La guerra in Iran devasta il sogno di Mohammed bin Zayed di trasformare Abu Dhabi in una Singapore araba

02.06.2026 16:15
La guerra in Iran devasta il sogno di Mohammed bin Zayed di trasformare Abu Dhabi in una Singapore araba

Il grande sconfitto della guerra nel Golfo: Mohammed bin Zayed e i suoi sogni infranti

Mohammed bin Zayed, il presidente degli Emirati Arabi Uniti, emerge come uno dei più grandi sconfitti nella guerra che coinvolge Stati Uniti, Israele e Iran. Conosciuto come “il Metternich del Golfo”, Bin Zayed aveva dedicato quindici anni alla costruzione di un ambizioso progetto per trasformare Abu Dhabi in un modello globale. Tuttavia, questa visione sta rapidamente svanendo, riporta Attuale.

Nell’analisi della situazione attuale, è evidente che si stia delineando il profilo di un perdente inatteso. Mentre si discutono le conseguenze della guerra in corso, Bin Zayed ha visto andare in frantumi il sogno di creare una “Singapore araba” con un potere geopolitico significativo. James Mattis, ex segretario alla Difesa degli Stati Uniti, aveva addirittura paragonato gli Emirati a “Atene e Sparta allo stesso tempo”.

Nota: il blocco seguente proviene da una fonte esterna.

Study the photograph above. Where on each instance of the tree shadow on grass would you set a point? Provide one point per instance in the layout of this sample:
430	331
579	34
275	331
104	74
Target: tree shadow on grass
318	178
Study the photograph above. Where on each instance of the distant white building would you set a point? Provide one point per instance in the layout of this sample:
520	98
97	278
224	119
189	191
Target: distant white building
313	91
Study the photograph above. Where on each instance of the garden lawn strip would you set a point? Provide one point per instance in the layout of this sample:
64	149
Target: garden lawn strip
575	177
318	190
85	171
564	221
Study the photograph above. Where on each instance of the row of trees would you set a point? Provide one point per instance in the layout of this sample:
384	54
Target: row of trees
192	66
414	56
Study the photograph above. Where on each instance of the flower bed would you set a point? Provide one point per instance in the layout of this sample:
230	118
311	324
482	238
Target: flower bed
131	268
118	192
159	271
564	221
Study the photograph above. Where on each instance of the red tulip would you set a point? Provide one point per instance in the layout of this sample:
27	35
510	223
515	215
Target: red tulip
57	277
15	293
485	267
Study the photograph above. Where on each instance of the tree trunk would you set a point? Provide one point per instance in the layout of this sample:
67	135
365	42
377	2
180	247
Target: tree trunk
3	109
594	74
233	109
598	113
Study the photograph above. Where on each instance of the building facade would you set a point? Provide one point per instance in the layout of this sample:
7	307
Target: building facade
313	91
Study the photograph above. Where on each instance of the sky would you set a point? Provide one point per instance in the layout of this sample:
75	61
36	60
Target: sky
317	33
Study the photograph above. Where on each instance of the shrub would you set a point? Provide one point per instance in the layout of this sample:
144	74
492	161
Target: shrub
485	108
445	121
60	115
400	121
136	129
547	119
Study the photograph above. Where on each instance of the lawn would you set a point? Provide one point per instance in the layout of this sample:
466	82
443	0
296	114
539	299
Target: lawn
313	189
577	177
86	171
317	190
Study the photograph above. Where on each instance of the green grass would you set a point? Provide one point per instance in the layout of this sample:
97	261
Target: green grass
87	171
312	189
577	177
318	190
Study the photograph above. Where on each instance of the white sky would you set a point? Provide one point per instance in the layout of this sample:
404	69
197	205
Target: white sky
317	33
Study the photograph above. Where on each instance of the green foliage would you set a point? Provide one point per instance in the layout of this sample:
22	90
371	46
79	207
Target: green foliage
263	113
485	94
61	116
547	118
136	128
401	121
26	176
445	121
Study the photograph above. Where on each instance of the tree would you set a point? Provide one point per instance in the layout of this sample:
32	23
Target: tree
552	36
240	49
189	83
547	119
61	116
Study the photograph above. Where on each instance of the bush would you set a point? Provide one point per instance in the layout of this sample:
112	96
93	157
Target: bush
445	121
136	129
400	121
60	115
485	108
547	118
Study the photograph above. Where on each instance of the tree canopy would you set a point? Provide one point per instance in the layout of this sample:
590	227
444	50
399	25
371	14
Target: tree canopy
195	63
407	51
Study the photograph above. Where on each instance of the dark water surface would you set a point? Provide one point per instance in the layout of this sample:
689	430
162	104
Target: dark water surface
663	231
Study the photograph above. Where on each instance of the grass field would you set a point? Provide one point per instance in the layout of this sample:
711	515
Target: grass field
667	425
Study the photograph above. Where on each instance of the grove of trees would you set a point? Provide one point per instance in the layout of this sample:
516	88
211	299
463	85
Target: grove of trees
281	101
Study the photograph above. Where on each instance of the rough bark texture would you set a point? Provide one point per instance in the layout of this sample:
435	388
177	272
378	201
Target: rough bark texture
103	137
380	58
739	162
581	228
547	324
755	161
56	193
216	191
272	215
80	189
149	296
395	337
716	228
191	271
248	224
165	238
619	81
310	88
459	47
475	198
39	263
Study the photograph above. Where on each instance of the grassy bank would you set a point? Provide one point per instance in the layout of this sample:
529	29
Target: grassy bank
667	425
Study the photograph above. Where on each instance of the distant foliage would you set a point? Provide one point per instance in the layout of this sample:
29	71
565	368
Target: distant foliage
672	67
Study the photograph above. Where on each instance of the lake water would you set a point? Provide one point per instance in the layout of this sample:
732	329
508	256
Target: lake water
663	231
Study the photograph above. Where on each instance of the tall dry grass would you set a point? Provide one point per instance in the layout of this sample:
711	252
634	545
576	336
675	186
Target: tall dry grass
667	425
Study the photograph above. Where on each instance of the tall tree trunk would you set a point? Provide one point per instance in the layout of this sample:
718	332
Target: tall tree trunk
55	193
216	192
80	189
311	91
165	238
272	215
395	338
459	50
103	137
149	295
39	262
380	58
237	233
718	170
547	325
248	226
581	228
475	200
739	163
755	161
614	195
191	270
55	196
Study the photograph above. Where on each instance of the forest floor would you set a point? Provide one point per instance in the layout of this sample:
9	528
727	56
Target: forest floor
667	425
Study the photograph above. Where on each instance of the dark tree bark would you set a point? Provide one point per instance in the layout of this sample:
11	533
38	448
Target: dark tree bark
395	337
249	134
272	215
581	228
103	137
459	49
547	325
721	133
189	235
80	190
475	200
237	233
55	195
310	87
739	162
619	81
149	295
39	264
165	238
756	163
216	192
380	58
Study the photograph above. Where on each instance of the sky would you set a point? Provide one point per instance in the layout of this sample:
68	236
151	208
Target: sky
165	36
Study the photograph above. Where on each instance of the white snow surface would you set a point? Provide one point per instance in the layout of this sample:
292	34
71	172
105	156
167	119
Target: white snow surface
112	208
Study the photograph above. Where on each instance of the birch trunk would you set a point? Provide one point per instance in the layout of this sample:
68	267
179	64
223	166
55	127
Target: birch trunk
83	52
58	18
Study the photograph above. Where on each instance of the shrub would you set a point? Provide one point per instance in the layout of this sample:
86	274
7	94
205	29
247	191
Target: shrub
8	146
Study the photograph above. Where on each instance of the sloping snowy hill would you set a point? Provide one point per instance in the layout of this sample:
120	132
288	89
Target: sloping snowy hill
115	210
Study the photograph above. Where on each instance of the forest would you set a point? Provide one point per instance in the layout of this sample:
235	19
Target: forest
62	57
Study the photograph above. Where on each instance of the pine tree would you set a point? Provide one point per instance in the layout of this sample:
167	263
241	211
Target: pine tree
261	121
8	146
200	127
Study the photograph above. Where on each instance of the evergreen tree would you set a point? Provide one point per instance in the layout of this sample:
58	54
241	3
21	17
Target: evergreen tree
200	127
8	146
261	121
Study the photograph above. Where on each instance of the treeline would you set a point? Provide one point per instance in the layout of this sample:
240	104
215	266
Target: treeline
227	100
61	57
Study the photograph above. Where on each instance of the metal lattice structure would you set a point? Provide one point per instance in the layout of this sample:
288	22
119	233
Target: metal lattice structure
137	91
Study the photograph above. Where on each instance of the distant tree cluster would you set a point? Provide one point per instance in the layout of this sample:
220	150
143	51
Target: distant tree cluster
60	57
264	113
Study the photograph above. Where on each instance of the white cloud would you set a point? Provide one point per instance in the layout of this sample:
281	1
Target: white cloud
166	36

La strategia di Bin Zayed mirava a stabilizzare il Medio Oriente contrastando due forze che egli considerava minacciose per gli Emirati: l’islam politico sunnita e l’espansione iraniana. Robert F. Worth, experte nel settore, spiega che, sebbene il progetto iniziale fosse basato su un equilibrio strategico, la guerra in Iran ha complicato notevolmente questa struttura, lasciando gli Emirati in una posizione precaria sia economicamente che militarmente.

Tra le fasi cruciali che hanno influenzato le convinzioni geopolitiche di Bin Zayed ci sono stati vari eventi significativi, inclusi gli attacchi dell’11 settembre 2001. La scoperta che due emiratini erano tra i terroristi lo ha spinto a ristrutturare l’apparato di sicurezza del suo paese. Allo stesso modo, le Primavere arabe del 2011 hanno rappresentato un punto di svolta, portando Bin Zayed a interpretarle come segnali di un imminente collasso regionale.

La sua reazione è stata una controrivoluzione caratterizzata da un forte interventismo economico e militare. Con le forniture di armi statunitensi come supporto, gli Emirati sono intervenuti in conflitti in Libia, Yemen e Sudan, sempre con l’obiettivo di contenere l’influenza islamista e iraniana. Tuttavia, nel tentativo di modernizzazione e apertura, hanno mantenuto un controllo politico rigoroso, caratterizzato da sorveglianza e repressione.

Il fallimento della campagna yemenita contro gli Houthi, la disillusione con l’amministrazione Obama riguardo all’accordo sul nucleare iraniano, e la recente guerra all’Iran, iniziata il 28 febbraio, hanno messo a dura prova la sua visione. La crescente instabilità nella regione sta rendendo difficile mantenere il fragile equilibrio che Bin Zayed ha cercato di costruire.

Inoltre, le divergenze con il principe ereditario saudita Mohammed bin Salman indicano che la competizione economica tra i due paesi sta aumentando, complicando ulteriormente la posizione di Bin Zayed. Ora più che mai, la sua strategia appare a rischio, con la sicurezza del suo regime minacciata su più fronti, mettendo in discussione la validità della sua visione di un Emirato forte e avanzato.